While our society tends to brush off street harassment as relatively harmless and acceptable, it has detrimental effects, and even catcalling can have dangerous repercussions. For example, a student bothered by a catcaller along one street may divert to an alternate and less safe route just to avoid feeling threatened. Which is why street harassment should no longer be tolerated or just accepted as part of our culture.
On May 29, Philippine Senator Risa Hontiveros said in a statement that the lapsing of the Safe Streets, Workplaces, and Public Spaces Act into law is a “massive victory” and a “major push back” against what she called the country’s growing “bastos behavior.”
“Now, women and LGBTs have a strong policy instrument to protect us from gender-based street harassment. With this law, we will reclaim our streets from sexual harassers and gender bigots and make public spaces safe for all,” she said.
With the passing of the law, women and LGBTs now have certain protection against being uncomfortable, unsafe, and disrespected. Fines for violators range from P1,000 and community service to P10,000 and jail time, depending on the number of offenses committed.

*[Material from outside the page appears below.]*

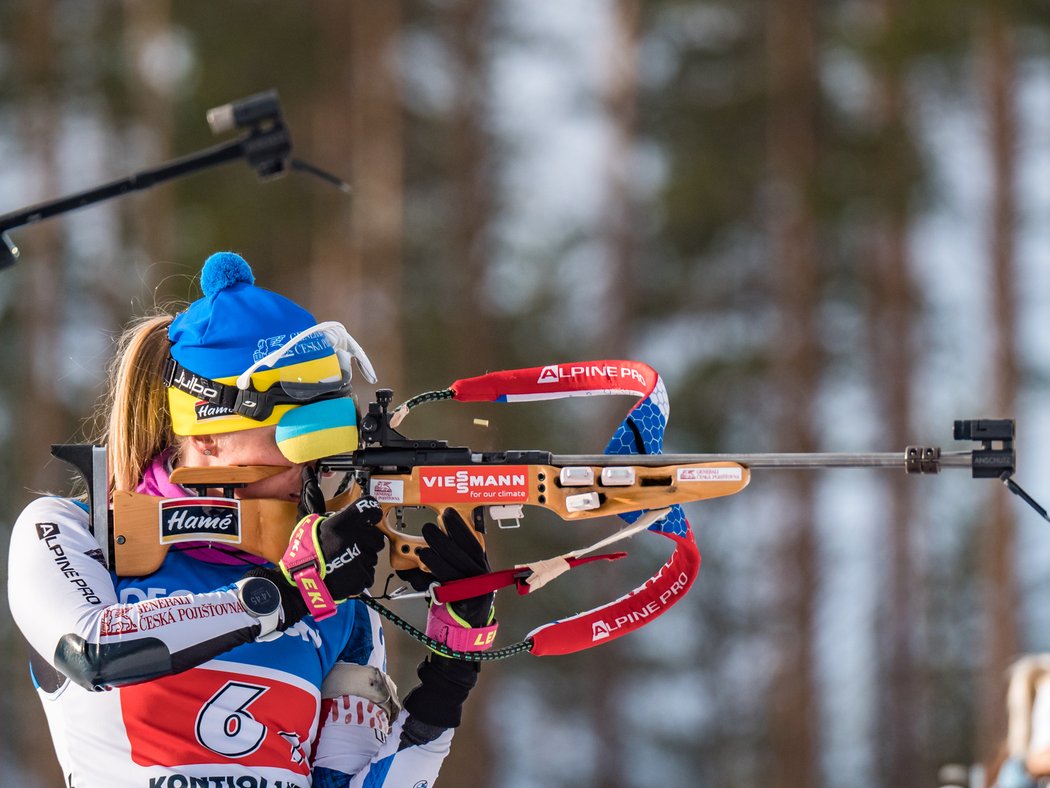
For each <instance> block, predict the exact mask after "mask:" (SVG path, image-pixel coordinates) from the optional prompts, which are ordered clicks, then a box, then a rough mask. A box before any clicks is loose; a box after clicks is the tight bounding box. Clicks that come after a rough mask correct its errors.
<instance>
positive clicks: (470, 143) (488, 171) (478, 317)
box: [446, 0, 499, 374]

But what’s the difference between an innocent compliment and a catcall? Actions such as cursing, wolf-whistling, catcalling, leering, persistently requesting for information, using words that ridicule including sexist, homophobic and transphobic slurs, or the persistent telling of sexual jokes are all considered Light Violations. Inappropriate behavior beyond these examples are even graver violations.
Aside from having this revolutionary new law, there are also other things one can do to stop catcalling.

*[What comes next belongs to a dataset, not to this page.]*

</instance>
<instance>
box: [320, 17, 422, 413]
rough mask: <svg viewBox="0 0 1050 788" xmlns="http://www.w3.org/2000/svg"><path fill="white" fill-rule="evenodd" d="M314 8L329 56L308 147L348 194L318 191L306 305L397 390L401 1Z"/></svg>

Experts say that one way to stop a catcaller is to make eye contact. According to Holly Kearl, in her book Making Public Places Safe and Welcoming For Women, strong body language such as direct eye contact will surprise the harasser, which will shock them enough to not retaliate. “It forces them to think about what they’ve said or done,” she said.
Using a firm voice to call out the harasser also works. Try negative statements like “No, leave me alone” or “I don’t appreciate it. Go away.” These will stun a harasser and will, hopefully, stop him or her from catcalling.
If the catcaller won’t stop and follows you, cross the street and pretend to call a friend, and say. “I’m just down the block and will be there soon. See you!” This will make the harasser back down for fear that someone is waiting for you and meeting you, lessening his chances of further harassing you.
However, harassment usually happens at night and whenever a woman is alone, so simply avoiding the harasser/s and walking away is often a better course of action, and not engaging at all is recommended.
With the passing of the new law, hopefully more women will find the strength to speak up for themselves against sexual harassment and catcalling, while men and those who catcall will learn to be more mindful of their actions.